Às 23:20 o som enérgico de um veículo de grande porte me fez levantar do banco sobressaltado, ejetado do sono involuntário em que tinha caído. Forcei os olhos em direção à luz esverdeada que surgia no horizonte. Mas que desapontamento! Era o “503- Parque da Luz”. Passou pelo ponto em alta velocidade. Pude avistar lá dentro  o motorista e um homem que sentava nos primeiros bancos. O homem parecia levemente desinteressado. Talvez, assim como eu, não tivesse uma ceia para ir. Eu começava a me preocupar de verdade. Se o ônibus não passasse, seria obrigado a dormir na rua, sujeito aos piores perigos e morto de fome. Os dez reais que eu tinha na carteira certamente não pagariam a corrida de um táxi até a periférica Rua das Mangueiras, onde eu alugava um barracão de Dona Olegária já há 4 anos. Só o que eu podia fazer era torcer para que o ônibus estivesse apenas sofrendo de um típico atraso festivo.

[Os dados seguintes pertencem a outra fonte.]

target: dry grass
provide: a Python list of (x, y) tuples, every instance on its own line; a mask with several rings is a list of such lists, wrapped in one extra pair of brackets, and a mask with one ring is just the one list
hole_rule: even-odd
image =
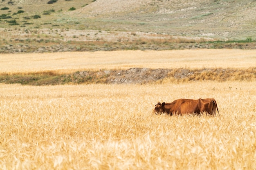
[[(2, 169), (252, 169), (255, 82), (0, 85)], [(213, 97), (221, 118), (153, 115)]]
[[(10, 74), (131, 65), (243, 68), (255, 63), (254, 50), (239, 50), (0, 58), (0, 71)], [(0, 169), (252, 169), (256, 167), (256, 89), (255, 82), (248, 81), (0, 84)], [(217, 101), (220, 118), (152, 114), (158, 101), (208, 97)]]
[(185, 50), (12, 54), (0, 55), (0, 72), (150, 68), (247, 68), (255, 66), (255, 50)]

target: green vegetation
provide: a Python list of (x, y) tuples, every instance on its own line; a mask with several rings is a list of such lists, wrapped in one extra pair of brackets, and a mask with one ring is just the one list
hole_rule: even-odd
[(2, 14), (1, 15), (0, 15), (0, 19), (9, 18), (11, 18), (11, 17), (6, 14)]
[(68, 11), (74, 11), (75, 10), (76, 10), (76, 8), (74, 8), (74, 7), (72, 7), (71, 8), (70, 8)]
[(8, 7), (4, 7), (1, 9), (1, 10), (7, 10), (8, 9), (9, 9), (9, 8), (8, 8)]

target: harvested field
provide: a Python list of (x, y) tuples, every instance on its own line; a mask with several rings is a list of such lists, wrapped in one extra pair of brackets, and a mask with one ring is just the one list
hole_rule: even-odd
[(255, 67), (256, 52), (225, 49), (4, 54), (0, 56), (0, 72), (61, 74), (133, 68), (248, 68)]
[[(118, 78), (111, 84), (0, 83), (0, 169), (256, 167), (254, 50), (9, 54), (0, 58), (1, 78), (6, 76), (6, 81), (19, 76), (70, 76), (67, 81), (83, 76), (92, 81), (93, 75), (110, 81)], [(152, 114), (158, 102), (207, 98), (215, 99), (220, 117)]]

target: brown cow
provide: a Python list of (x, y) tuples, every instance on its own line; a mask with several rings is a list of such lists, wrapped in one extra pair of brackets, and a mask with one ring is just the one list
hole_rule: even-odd
[(219, 113), (217, 102), (214, 98), (200, 98), (198, 100), (180, 99), (171, 103), (166, 103), (164, 102), (161, 104), (158, 102), (155, 106), (153, 111), (154, 113), (166, 112), (171, 116), (193, 113), (200, 114), (205, 112), (207, 114), (215, 116), (216, 115), (216, 108)]

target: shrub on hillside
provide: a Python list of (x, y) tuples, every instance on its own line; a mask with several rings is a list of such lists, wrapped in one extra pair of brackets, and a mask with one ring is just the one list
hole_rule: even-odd
[(17, 12), (17, 13), (25, 13), (25, 11), (24, 11), (23, 10), (19, 10)]
[(2, 14), (0, 15), (0, 19), (9, 19), (11, 18), (11, 16), (7, 15), (6, 14)]
[(1, 10), (7, 10), (8, 9), (9, 9), (9, 8), (8, 8), (8, 7), (4, 7), (1, 9)]
[(70, 9), (69, 9), (68, 11), (74, 11), (75, 10), (76, 10), (76, 8), (74, 8), (74, 7), (72, 7), (71, 8), (70, 8)]
[(32, 18), (34, 19), (38, 19), (40, 18), (41, 17), (41, 16), (38, 15), (35, 15), (34, 16), (32, 16), (31, 17)]
[(53, 4), (54, 3), (55, 3), (55, 2), (57, 2), (57, 0), (49, 0), (49, 1), (48, 1), (47, 3), (48, 4)]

O cansaço extremo me fez adormecer mais uma vez. Fui acordado às 23:40 por uma voz grave e embriagada. Um homem, de shorts e chinelos, tentava me vender um relógio dourado de gosto duvidoso. Repetia insistentemente “Olhe aqui! Se não usa, ao menos leve para a sua namorada!” “Ajuda ai amigão”. Mais por medo da represália do que por interesse no produto, cedi. Entreguei a ele a cédula solitária de 10 reais que tinha comigo e o homem partiu satisfeito. Quando o relógio novo me mostrou meia-noite, começaram a despontar no céu fogos de artifício de todas as cores. As luzes assumiam magníficas formas, abriam-se em flores ou formavam charmosos círculos. Era um espetáculo fantástico que eu acompanhava atento. Junto aos fogos, vozes ecoavam dos prédios. Provavelmente de famílias trocando abraços e votos de Feliz Natal. Distraído com os fogos, quase não percebi quando um carro encostou ao meu lado. “Alisson?! O que está fazendo aqui ainda? Não foi embora?” “Entra no carro rapaz. Te levo em casa”. Era o Leandro. Tinha saído mais cedo da festa onde estava depois de brigar com a mulher, como fez questão de contar em entusiasmados detalhes.  Nunca tinha o visto falar tanto. No trabalho geralmente era reservado e obediente. Durante o trajeto falou da esposa Alice, do cachorro que estava nas últimas com alguma virose e até de Doutor Afonso, dono da loja,  homem que eu nunca conhecera e que Leandro descreveu como "a própria encarnação do Belzebu" . Quando finalmente chegamos à Rua das Mangueiras, perguntei se não queria entrar, dividir uma pizza e quem sabe uma cerveja. Ele aceitou.